De manière structurelle, la mission propose ensuite de mobiliser simultanément trois leviers :
La constitution systématique des viviers de cadres appelés à occuper ces emplois ;
Une meilleure organisation et une plus grande valorisation des parcours sur ces emplois à travers plusieurs mesures. La mission recommande notamment de revoir le classement actuel des emplois en groupes, dont la pertinence n’est pas totalement convaincante et qui peut constituer un obstacle à la mobilité ;
Une amélioration des dispositifs existants à l’appui du déroulement de la carrière en les intégrant dans un programme global de formation combinant compétences métiers compétences transversales, notamment managériales.
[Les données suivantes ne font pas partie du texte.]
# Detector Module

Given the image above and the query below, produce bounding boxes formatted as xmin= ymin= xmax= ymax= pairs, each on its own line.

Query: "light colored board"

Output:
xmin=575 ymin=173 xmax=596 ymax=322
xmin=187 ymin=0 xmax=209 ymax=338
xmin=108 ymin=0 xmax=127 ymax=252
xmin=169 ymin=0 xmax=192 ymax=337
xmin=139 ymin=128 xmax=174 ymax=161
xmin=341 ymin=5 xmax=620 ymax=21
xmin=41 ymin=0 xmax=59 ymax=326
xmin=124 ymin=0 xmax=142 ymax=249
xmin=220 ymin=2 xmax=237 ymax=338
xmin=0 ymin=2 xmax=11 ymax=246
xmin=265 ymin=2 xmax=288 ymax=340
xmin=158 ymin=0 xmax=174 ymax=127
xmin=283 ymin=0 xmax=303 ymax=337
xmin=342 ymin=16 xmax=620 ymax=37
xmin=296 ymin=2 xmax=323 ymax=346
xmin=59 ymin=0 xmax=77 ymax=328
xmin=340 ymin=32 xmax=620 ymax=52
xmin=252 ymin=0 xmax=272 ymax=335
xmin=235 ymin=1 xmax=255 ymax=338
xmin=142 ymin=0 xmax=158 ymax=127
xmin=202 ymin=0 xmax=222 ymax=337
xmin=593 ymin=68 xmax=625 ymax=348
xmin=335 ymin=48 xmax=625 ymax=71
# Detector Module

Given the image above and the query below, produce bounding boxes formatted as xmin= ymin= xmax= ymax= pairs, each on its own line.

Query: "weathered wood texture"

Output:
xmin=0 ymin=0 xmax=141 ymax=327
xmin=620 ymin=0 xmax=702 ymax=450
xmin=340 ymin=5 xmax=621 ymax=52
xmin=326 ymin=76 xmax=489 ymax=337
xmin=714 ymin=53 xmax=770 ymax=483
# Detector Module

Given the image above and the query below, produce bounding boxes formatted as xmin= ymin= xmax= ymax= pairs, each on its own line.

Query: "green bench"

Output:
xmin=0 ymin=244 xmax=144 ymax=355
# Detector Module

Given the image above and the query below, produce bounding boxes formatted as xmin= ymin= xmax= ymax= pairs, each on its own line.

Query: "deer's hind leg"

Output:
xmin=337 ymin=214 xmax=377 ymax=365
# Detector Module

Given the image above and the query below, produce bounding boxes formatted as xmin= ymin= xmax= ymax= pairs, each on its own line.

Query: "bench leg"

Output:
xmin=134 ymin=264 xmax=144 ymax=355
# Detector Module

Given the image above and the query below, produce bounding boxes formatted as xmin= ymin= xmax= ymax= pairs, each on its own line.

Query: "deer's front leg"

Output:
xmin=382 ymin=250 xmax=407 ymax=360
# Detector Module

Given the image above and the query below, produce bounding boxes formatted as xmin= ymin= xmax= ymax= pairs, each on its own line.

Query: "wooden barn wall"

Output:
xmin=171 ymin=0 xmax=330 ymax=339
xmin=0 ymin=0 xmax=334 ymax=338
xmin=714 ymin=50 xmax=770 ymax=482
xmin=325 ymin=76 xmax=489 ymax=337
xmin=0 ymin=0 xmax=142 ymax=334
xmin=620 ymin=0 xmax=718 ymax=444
Améliorer la gouvernance nationale
L’élaboration de lignes de gestion interministérielles (LDGI), à l’image de celles des administrateurs de l’État, permettrait de définir une stratégie pluriannuelle de pilotage des ressources humaines, tout en assurant aux agents une plus grande transparence sur leur progression de carrière. Les employeurs publics pourraient ainsi s’entendre sur un socle de principes de gestion partagés de ces parcours.
Enfin, la gestion de ces emplois relevant d’une pluralité de ministères, il est impératif d’en réformer la gouvernance, afin d’améliorer la coordination entre les employeurs.